İlimlerin sayımı (İḥṣâʾü’l-ʿulûm)


Muhammed el-Farabi: İlimlerin sayımı (İḥṣâʾü’l-ʿulûm)

Yazıldığı tarihten itibaren (10 yy.) bilim ve kültür çevrelerinde büyük ilgi uyandıran, etkisi Doğu’da olduğu kadar Batı’da da yüzyıllar boyu devam eden bu eserde Fârâbî kendi yaşadığı dönemde eğitim ve araştırmaya konu olan ilimleri beş ana başlık (fasıl) altında toplayıp değerlendirmiştir.
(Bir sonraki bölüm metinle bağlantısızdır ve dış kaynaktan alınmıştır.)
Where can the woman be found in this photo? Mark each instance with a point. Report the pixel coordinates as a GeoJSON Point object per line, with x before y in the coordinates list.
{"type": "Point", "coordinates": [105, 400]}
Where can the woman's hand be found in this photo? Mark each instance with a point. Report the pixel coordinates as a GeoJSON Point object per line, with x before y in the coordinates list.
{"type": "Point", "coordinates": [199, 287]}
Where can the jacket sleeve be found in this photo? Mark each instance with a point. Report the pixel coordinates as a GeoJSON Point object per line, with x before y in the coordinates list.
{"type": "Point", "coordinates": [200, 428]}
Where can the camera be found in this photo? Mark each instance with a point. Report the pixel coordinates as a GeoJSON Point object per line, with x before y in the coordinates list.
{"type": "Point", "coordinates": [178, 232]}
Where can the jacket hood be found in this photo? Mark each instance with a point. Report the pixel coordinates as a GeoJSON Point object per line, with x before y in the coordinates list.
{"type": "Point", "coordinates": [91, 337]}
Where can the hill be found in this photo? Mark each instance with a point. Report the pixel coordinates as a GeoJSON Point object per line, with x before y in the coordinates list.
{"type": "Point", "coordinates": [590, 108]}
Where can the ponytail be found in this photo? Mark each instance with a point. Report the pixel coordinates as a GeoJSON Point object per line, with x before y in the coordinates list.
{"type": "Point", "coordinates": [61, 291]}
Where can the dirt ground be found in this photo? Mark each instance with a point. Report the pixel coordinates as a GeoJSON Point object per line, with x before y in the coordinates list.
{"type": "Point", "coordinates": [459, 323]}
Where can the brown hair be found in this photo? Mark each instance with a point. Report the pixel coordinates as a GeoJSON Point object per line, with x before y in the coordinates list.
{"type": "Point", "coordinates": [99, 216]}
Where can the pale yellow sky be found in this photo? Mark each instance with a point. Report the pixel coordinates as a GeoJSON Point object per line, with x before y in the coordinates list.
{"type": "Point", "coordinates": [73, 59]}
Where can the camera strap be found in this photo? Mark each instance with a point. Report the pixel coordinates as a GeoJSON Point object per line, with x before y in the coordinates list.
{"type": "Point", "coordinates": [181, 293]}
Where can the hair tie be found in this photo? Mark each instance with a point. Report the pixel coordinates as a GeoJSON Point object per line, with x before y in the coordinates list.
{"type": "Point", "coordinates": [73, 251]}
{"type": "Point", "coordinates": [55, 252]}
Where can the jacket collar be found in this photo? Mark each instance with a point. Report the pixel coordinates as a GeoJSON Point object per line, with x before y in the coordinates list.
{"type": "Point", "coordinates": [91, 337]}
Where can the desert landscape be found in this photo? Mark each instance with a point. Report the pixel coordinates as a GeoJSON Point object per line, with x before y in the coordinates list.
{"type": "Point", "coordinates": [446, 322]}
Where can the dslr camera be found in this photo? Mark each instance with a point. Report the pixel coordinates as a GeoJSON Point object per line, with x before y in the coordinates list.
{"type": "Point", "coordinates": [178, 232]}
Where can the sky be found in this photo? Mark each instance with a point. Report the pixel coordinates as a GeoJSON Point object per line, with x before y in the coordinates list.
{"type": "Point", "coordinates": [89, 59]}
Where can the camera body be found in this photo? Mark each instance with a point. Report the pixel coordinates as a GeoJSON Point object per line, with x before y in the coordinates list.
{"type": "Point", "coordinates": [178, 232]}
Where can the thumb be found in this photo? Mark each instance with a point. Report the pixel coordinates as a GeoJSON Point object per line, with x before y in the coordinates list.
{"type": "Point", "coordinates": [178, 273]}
Eserin ilk faslı dil ilmine ve buna bağlı olarak lugat, sarf, nahiv, yazı, okuma ve şiire ayrılmıştır. Bu kısımda öncelikle bütün dillerde ortak olan genel kurallar hakkında bilgi verilir ve dilin yapı taşları mahiyetindeki tek ve birleşik lafızların önemi belirtilir.
İkinci fasıl mantıkla ilgilidir. Fârâbî mantık ilmini zorunlu kılan sebepleri, mantığın faydalarını, ilmî araştırmalarda bir yöntem olarak kullanılmasının gerekli olduğunu anlattıktan sonra mantığın konusu, bölümleri, eğitim ve öğretimdeki önemi üzerinde durur. Ayrıca dil ile mantık arasındaki yakın ilişkiye dikkat çeker.
Üçüncü fasıl matematik ilimleri hakkındadır. Bu kapsamda aritmetik, geometri, optik, astronomi, müzik, mekanik ve kaldıraçlar söz konusu edilmiştir.
Dördüncü fasıl fizik ve metafiziğe ayrılmıştır. Filozof, fiziğin konusunu teşkil eden cisimleri önce sınâî ve tabii olmak üzere iki kısma ayırarak inceler. Aristo’nun tabiat ilimleri alanına giren sekiz eseri kendisinden sonra Yeniçağ’a kadar bu konuda başlıca örnek kabul edildiğinden Fârâbî de aynı geleneğe bağlı kalarak söz konusu sekiz kitabı tabiat ilimlerinin bölümleri olarak zikreder. Metafiziği “el-ilmü’l-ilâhî” adıyla verirken temel aldığı örnek yine Aristo’nun Metafizika’sıdır. Felsefenin bu temel disiplinini önce varlığın varlık olarak yorumunu konu alması, diğer bütün teorik ilimlerin ilkelerini vermesi ve son olarak da cisimle ilişkisi bulunmayan mânevî varlıklar alanını araştıran bir ilim olması bakımından üçe ayırarak değerlendirir.
Beşinci fasılda medenî ilimlerle fıkıh ve kelâm ilimlerini bir başlık altında tanıtır. Filozofun “medenî ilim”den kastı ahlâk ve siyasettir. Fârâbî, burada fıkıh ve kelâmı da pratik ilimlerden saymakla kendisinden önce ve sonra bu konuda yazan müelliflerden farklı bir anlayış ortaya koymuştur. Zira ona göre kelâm, sadece inanç konusunda doğru ve kesin bilgi elde etmeyi değil aynı zamanda o bilgiyi hayata geçirmeyi de amaçlar.

İḥṣâʾü’l-ʿulûm, X. yüzyıl İslâm toplumunda eğitim ve araştırmaya konu olan ilimler hakkında derli toplu bilgi vermek, her ilmin mahiyeti, muhtevası ve faydasına dair okuyucuyu aydınlatmak amacıyla kaleme alınmış bir el kitabı niteliğini taşımaktadır. Eserin, ayrıntıda bazı farklar bulunmakla birlikte bu konuda çalışma yapan sonraki müellifler için başlıca ilham kaynağı olduğu genellikle kabul edilmektedir. Meselâ İhvân-ı Safâ’nın Resâʾil’i, Hârizmî’nin Mefâtîḥu’l-ʿulûm’u, İbn Sînâ’nın Aḳsâmü’l-ʿulûmi’l-ʿaḳliyye’si, Fahreddin er-Râzî’nin Câmiʿu’l-ʿulûm’u, İbnü’l-Ekfânî’nin İrşâdü’l-ḳāṣıd ilâ es-ne’l-maḳāṣıd’ı ile İbn Haldûn’un Muḳaddime’sindeki ilimler tasnifi, Taşköprizâde’nin Miftâḥu’s-saʿâde’si, Kâtib Çelebi’nin Keşfü’ẓ-ẓunûn’u ve nihayet Sıddîk Hasan Han’ın Ebcedü’l-ʿulûm’u bunların en tanınmışlarıdır.